In 1943 there were probably only a few governments capable of paying the extreme cost, and having a valid use case, for a "computer" in 1943.

If you asked him what he thought the market was for a device that cost a month's wages, and could connect to anywhere on earth, do infinite math, remember anything perfectly, and entertain the whole household was, he probably would have had a different answer.

Same with the infamous Gates quote. In 1981, 640K really was enough for anyone in the market for a personal computer at the price point of the IBM 5150.
The 8086 was based on a 64K design, with segment registers thrown in to expand it to 1M (and 640K of that 1M was reserved for RAM).

It was already clear then that 64K on its own was not enough, and the segment register twiddling to touch other 64K windows was seriously limiting.

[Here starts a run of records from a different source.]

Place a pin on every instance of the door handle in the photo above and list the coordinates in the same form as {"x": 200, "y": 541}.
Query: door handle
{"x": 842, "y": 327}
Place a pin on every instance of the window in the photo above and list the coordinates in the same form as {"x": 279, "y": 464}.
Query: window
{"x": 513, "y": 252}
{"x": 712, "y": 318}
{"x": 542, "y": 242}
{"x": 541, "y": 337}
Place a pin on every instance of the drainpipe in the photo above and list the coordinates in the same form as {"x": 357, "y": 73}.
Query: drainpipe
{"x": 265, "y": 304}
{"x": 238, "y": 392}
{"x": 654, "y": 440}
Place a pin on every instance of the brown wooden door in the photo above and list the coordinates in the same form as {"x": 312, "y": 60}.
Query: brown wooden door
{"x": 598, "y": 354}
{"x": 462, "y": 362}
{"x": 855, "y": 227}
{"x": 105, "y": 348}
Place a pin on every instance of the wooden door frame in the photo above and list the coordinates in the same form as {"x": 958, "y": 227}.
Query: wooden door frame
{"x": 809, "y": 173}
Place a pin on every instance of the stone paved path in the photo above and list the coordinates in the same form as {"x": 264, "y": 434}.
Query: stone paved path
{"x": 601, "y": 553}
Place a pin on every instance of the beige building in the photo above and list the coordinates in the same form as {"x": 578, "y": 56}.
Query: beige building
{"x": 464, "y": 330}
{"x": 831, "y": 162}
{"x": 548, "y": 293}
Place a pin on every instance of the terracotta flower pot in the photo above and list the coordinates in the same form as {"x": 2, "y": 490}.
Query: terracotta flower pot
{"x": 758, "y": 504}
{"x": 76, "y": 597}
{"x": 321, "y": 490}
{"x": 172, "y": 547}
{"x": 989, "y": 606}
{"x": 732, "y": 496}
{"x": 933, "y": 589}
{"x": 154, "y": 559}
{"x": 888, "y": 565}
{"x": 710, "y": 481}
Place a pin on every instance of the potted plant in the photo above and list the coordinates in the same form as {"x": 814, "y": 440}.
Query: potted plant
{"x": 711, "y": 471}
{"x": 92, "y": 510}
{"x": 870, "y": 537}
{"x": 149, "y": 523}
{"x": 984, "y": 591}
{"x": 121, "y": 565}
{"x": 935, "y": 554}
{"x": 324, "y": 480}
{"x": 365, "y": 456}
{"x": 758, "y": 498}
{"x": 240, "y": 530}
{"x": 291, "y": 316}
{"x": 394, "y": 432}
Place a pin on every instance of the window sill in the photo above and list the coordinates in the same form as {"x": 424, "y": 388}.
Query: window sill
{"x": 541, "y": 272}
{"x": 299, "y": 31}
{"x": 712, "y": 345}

The model was patchy from day 1, and would need serious effort to be future proof. Even if computers with 640K installed were rare, the design limitation of 640K possible RAM was clearly not enough.

It only sounds like a silly statement because we kept the name "computer". In terms of what a computer was in 1943? He was probably right.
In 1943 computers were common companies hired rooms full of them. Visicalc on an apple ii can do in minutes what they did in a day.

yes companies used to hire people to just add columns of numbers.

Some days, I wish my job was that straightforward...
I think that quote is correct. We have billions of physically separated computers that are all connected. And for the most part, if they are not connected, they are rather useless. So we do indeed have just a few "computers" in the world, whose components are distributed across every individual who uses these few computers.
> "I think there is a world market for maybe five computers." Thomas Watson, president of IBM, 1943

Given all computers in that era are literal super computers of their times, that quote seems to be mostly right even till date.

That quote means nothing about the future.